On Tue, Jan 1, 2013 at 1:41 PM, David A. Wheeler <dwhee...@dwheeler.com> wrote:
> The nice thing about ANTLR is that we can be sure that the grammar is LL(1), 
> and it has some nice tools for rapid prototyping.  Sadly, ANTLR doesn't 
> generate Scheme.
>
> But it does generate Java.  I'm seriously thinking about adding *real* 
> actions in Java to the ANTLR grammar.  That way, we can test that the actions 
> are correct.  That way we can test it before translating it by hand into 
> Scheme.  I'm interested in generating Javascript eventually, but the 
> Javascript generator isn't as well documented and there are hints of 
> bugginess.  So let's start with Java, and we can switch to Javascript later 
> if appropriate.

It should be trivial to create a Scheme interpreter in Java.
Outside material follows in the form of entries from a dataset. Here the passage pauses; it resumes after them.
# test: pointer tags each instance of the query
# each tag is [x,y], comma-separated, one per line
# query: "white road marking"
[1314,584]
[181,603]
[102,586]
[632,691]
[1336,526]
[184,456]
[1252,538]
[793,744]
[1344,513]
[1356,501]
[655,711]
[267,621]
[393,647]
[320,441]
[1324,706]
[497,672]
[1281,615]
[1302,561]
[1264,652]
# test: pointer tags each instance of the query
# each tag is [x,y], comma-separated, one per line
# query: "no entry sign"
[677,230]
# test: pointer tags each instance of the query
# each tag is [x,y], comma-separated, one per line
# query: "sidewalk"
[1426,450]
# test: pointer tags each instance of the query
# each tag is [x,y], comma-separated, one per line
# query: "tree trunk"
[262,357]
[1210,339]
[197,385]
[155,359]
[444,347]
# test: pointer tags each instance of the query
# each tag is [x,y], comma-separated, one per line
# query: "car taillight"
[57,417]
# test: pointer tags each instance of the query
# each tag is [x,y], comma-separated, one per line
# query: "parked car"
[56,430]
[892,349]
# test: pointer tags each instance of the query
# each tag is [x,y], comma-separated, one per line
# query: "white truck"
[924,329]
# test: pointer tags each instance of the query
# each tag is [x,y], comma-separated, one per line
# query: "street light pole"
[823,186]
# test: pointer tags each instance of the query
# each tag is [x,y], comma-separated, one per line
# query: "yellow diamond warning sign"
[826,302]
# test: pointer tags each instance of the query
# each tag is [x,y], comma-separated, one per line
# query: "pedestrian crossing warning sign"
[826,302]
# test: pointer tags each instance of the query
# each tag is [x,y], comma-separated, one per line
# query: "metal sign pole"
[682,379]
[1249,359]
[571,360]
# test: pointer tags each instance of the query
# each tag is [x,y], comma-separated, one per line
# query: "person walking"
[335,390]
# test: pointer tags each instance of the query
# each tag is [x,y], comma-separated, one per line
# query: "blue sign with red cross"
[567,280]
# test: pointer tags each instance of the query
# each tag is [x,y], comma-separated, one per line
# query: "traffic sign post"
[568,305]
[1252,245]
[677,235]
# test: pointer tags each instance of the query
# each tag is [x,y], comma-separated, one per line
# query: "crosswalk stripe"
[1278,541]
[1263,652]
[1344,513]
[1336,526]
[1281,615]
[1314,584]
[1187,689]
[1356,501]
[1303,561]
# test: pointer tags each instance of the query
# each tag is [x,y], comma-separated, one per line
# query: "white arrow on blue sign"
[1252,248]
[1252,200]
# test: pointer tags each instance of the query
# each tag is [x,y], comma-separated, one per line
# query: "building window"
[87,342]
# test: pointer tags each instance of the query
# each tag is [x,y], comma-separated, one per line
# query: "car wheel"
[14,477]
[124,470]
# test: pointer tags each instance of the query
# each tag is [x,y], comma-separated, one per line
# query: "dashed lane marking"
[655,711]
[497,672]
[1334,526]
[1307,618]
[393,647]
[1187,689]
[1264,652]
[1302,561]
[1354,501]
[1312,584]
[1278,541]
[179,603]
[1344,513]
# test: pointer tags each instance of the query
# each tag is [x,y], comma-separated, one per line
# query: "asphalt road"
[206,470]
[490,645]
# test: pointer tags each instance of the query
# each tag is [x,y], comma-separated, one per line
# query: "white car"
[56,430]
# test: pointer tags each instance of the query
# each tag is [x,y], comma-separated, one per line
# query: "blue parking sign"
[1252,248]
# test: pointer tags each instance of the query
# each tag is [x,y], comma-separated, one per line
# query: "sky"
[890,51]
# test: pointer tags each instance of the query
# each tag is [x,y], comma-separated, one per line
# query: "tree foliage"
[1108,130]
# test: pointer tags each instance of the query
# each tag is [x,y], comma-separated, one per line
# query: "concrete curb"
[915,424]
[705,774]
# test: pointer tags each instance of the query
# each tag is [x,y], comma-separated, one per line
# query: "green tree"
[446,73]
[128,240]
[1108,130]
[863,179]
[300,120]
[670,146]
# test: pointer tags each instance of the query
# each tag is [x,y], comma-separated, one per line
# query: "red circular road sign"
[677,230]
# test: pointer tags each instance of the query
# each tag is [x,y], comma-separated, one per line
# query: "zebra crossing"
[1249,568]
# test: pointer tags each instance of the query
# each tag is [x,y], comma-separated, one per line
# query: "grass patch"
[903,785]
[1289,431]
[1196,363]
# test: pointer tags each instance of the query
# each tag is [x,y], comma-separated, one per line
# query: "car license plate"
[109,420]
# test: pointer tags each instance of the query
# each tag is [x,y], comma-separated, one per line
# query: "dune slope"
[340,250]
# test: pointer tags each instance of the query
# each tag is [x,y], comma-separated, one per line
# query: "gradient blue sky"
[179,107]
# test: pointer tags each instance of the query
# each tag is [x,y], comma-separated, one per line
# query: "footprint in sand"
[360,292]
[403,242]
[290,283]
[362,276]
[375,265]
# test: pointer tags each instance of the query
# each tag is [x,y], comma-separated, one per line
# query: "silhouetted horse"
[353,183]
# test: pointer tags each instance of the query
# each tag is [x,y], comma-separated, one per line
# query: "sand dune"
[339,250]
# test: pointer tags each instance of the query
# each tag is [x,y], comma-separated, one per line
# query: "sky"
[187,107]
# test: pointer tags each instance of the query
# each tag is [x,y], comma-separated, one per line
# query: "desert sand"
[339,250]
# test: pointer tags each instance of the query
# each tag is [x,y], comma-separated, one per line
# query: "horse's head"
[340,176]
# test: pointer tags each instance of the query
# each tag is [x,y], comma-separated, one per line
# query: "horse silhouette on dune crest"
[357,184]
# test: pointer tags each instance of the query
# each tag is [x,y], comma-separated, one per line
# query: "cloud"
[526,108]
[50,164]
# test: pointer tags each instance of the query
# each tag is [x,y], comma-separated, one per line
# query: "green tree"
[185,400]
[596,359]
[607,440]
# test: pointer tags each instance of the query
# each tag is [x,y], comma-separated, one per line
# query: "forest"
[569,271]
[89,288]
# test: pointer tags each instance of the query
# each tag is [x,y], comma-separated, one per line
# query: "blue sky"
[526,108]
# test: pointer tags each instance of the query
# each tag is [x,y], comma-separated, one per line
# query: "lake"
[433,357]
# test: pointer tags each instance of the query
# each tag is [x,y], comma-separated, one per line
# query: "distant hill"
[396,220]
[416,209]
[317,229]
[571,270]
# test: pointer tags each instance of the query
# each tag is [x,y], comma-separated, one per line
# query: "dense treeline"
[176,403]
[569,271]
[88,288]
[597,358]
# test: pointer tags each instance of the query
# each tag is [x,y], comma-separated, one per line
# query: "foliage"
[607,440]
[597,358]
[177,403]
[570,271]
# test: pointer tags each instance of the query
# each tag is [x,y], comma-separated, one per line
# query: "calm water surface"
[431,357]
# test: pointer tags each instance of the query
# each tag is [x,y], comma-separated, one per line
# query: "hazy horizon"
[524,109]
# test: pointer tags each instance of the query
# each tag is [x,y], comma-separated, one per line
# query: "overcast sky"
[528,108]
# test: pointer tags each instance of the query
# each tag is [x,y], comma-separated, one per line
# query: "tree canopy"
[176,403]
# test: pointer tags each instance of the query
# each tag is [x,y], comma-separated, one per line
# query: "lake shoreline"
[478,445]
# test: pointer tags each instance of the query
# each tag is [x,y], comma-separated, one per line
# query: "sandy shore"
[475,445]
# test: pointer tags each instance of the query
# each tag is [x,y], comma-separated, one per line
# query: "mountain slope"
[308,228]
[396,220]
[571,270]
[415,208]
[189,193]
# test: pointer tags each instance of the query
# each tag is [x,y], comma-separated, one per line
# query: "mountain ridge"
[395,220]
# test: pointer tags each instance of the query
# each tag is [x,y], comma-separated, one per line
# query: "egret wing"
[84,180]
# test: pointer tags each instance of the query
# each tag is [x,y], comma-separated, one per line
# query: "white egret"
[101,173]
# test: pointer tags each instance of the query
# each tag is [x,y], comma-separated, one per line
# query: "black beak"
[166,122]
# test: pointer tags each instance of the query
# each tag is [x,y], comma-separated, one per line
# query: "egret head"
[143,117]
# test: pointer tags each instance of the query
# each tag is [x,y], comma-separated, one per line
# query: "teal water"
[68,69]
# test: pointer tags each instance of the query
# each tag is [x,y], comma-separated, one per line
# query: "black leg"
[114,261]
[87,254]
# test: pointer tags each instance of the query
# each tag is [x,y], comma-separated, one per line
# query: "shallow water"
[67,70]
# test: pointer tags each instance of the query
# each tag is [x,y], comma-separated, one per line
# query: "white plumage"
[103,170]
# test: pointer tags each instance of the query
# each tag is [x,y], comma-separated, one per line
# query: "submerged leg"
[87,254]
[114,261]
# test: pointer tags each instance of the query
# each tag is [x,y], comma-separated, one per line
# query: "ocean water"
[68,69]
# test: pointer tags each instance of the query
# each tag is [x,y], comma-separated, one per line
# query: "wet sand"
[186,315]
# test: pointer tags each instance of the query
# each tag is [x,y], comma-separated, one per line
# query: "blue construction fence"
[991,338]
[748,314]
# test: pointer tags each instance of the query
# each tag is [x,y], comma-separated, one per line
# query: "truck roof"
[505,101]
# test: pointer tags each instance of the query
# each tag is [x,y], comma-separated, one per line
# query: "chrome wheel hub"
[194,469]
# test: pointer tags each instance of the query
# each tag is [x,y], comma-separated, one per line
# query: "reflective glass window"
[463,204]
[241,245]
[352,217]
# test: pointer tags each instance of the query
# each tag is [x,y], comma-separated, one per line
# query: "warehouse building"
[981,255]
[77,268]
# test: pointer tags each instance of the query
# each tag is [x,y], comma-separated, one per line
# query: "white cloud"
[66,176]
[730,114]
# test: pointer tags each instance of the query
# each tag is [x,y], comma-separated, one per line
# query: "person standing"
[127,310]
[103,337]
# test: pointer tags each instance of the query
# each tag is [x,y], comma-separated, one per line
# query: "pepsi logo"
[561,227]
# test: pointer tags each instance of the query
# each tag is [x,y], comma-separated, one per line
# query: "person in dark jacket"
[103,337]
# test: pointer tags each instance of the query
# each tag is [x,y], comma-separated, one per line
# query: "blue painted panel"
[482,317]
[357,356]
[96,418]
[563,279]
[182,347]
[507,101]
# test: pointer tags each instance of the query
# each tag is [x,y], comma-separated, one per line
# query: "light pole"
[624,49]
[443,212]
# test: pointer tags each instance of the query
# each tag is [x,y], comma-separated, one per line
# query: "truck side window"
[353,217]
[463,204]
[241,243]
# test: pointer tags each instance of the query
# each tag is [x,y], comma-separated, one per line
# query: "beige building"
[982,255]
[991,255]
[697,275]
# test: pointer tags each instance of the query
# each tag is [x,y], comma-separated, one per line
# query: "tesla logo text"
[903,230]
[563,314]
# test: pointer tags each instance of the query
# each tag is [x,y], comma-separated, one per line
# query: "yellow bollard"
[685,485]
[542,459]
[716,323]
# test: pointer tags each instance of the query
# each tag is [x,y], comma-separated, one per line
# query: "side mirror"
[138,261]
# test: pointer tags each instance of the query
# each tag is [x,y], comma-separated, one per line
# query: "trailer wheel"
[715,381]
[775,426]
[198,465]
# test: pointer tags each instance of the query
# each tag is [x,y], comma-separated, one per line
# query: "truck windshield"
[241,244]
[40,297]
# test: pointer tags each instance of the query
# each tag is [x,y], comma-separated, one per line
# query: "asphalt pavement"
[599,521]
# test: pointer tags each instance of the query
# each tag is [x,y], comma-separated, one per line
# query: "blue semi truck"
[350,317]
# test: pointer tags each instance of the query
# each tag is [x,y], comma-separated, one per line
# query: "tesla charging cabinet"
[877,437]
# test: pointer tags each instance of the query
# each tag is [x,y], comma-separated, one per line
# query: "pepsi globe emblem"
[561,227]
Actually, you don't even need a scheme interpreter: you just need a
set of classes to represent common Scheme types, and a virtual member
function on the base class to print out an s-expression.  That way we
can use its output directly into a Scheme script that executes the
Java code on the t-expr input, slurps its s-expr output, and compares
it to the reference s-expr.

Not having actually studied Java, though, means that I can't actually
do it, LOL.  But ANTLR has C++, right?  That I could write.